Delta Air Lines Sees Strong Rebound By Spring

The carrier says its long-term focus is on rebuilding and growing its international network.

Credit: Joe Pries

Delta Air Lines executives expressed confidence that the brunt of the COVID-19 pandemic will be “in the rear view mirror” by this spring, leading to strong passenger demand as the year moves forward.

“We feel we’ll have a very robust demand profile for the spring and summer,” said president Glen Hauenstein while discussing the company’s $280 million 2021 net profit. The SkyTeam member would have posted a significant net loss absent $3.8 billion in aid from the US government.

Delta’s capacity was restored to 79% of pre-COVID levels in the fourth quarter, which Hauenstein conceded was five percentage points below the US industry average, something he attributed to Delta managing capacity “carefully.”

The last several weeks were “some of the most difficult travel conditions that we ever remember experiencing,” CEO Ed Bastian said, pointing to omicron variant-related staffing shortages and winter weather that caused a raft of flight cancellations. 

“The good news is that over the past seven days we’ve been stabilizing,” Bastian said, noting that only 1% of the carrier’s scheduled flights were canceled on Jan. 12. “It appears that the worst may be behind us.”

Bastian said the first 60 days of the year will be impacted by COVID-19, but he expects the US airline industry’s recovery to “zoom” in the spring and summer.

“This time of year [is best for having low demand] because these first five weeks of the year are some of the lightest weeks for business travel,” Bastian said. The first quarter is typically the weakest quarter for US airlines.

Delta anticipates operating 83-85% of pre-pandemic capacity in the 2022 first quarter—“a few points below our [previous] expectations,” Hauenstein noted.

Full-year 2022 capacity is expected to be down 10% compared to 2019, with capacity restoration backended. The airline has previously said it will reach 100% of pre-pandemic capacity in the third and fourth quarters of 2022.

Hauenstein said “‘long-haul international trends were positive” in November and early December, but “this momentum stalled” later in December as COVID-19 cases surged in the US and around the world. “The swift increase in case counts is impacting short-term demand,” he said. “Once case counts begin to decline, we expect to recapture some of the December demand decline.” 

Hauenstein said he expects strong demand on international routes as the year moves forward, with the exception of transpacific flights to Asia. “Asia remains very constrained and our restoration of Asia [routes] through the summer is very minimal,” he noted.

Hauenstein said Delta is “expecting strong transatlantic leisure demand for the summer” and that Latin America “continues to be more resilient” than other regions of the world, with shorter-haul routes to Latin America particularly “performing well.”

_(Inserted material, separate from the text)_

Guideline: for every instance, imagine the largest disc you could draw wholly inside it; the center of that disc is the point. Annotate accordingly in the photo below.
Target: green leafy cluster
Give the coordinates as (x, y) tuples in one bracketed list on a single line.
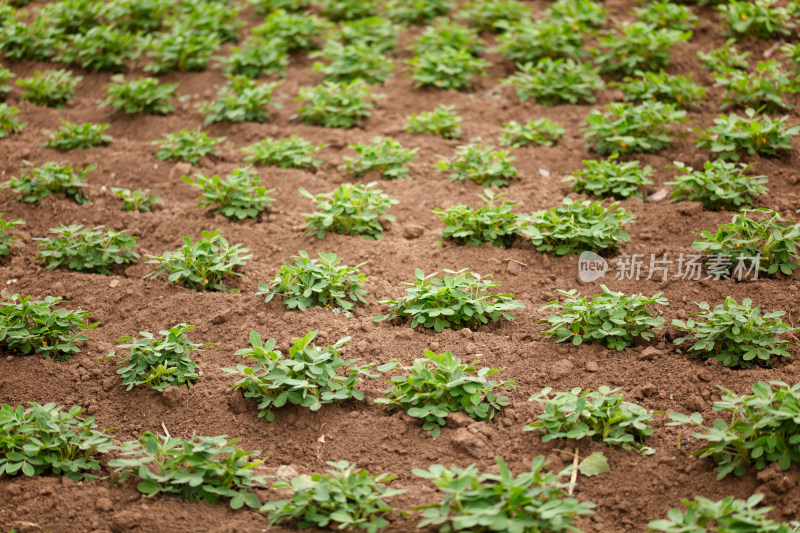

One notable development in the US airline industry is the emergence of leisure passengers booking business-class seats. “The headline for us is we believe premium leisure is here to stay,” Hauenstein said.

Bastian emphasized Delta views the bulk of its growth potential on international routes rather than domestic routes. “Long-term our opportunity is international,” he said. “That’s where the growth is.” 

But he conceded operating international routes “is expensive, it’s competitive and it’s hard to do it alone,” which is why Delta has made heavy investments in securing ownership stakes with foreign airlines, including Aeromexico, Virgin Atlantic and LATAM Airlines Group.

“We need strong partners in the international marketplace,” Bastian said, noting that he believes codeshare partnerships and even joint ventures are inadequate. Gaining an ownership stake is important because it gives Delta “a seat inside the company,” from which it can help with network planning and developing the on-board product.